I think 4bld and 5bld are fine, because I personally I believe they are impressive to watch, although doing it succesfully and quickly is out of reach for most cubers. Clock and feet ought to be removed, but with removing specific events, some specialists in these events will be forced to get better at different events


----------



## AbsoRuud (Aug 13, 2019)

The argument that Clock isn't a twisty puzzle is completely false.


----------



## Vim (Aug 13, 2019)

AbsoRuud said:


> The argument that Clock isn't a twisty puzzle is completely false.


Exactly.
One argument could be that Clock isn't interesting enough and doesn't see much development in terms of speedcubing techniques.

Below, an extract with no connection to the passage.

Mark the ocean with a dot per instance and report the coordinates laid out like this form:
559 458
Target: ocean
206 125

Also, feet will be removed at the end of the year.

Honestly, I don't see the point of those threads if it's just to post a list, cast votes, repeat said votes in a post and hardly give arguments about the choices.


----------



## GAN 356 X (Aug 13, 2019)

Vim said:


> Also, feet will be removed at the end of the year


solving a cube with your feet is pretty weird


----------



## One Wheel (Aug 13, 2019)

Pyraminx and Skewb are a little weird, and I think it would be cool to add curvy copter. I wouldn’t fight taking out pyraminx, skewb, and possibly click, unless it was taking them out to make room for another event. If we could add another event it should be curvy copter, but only if we can add it on top of the events we already have.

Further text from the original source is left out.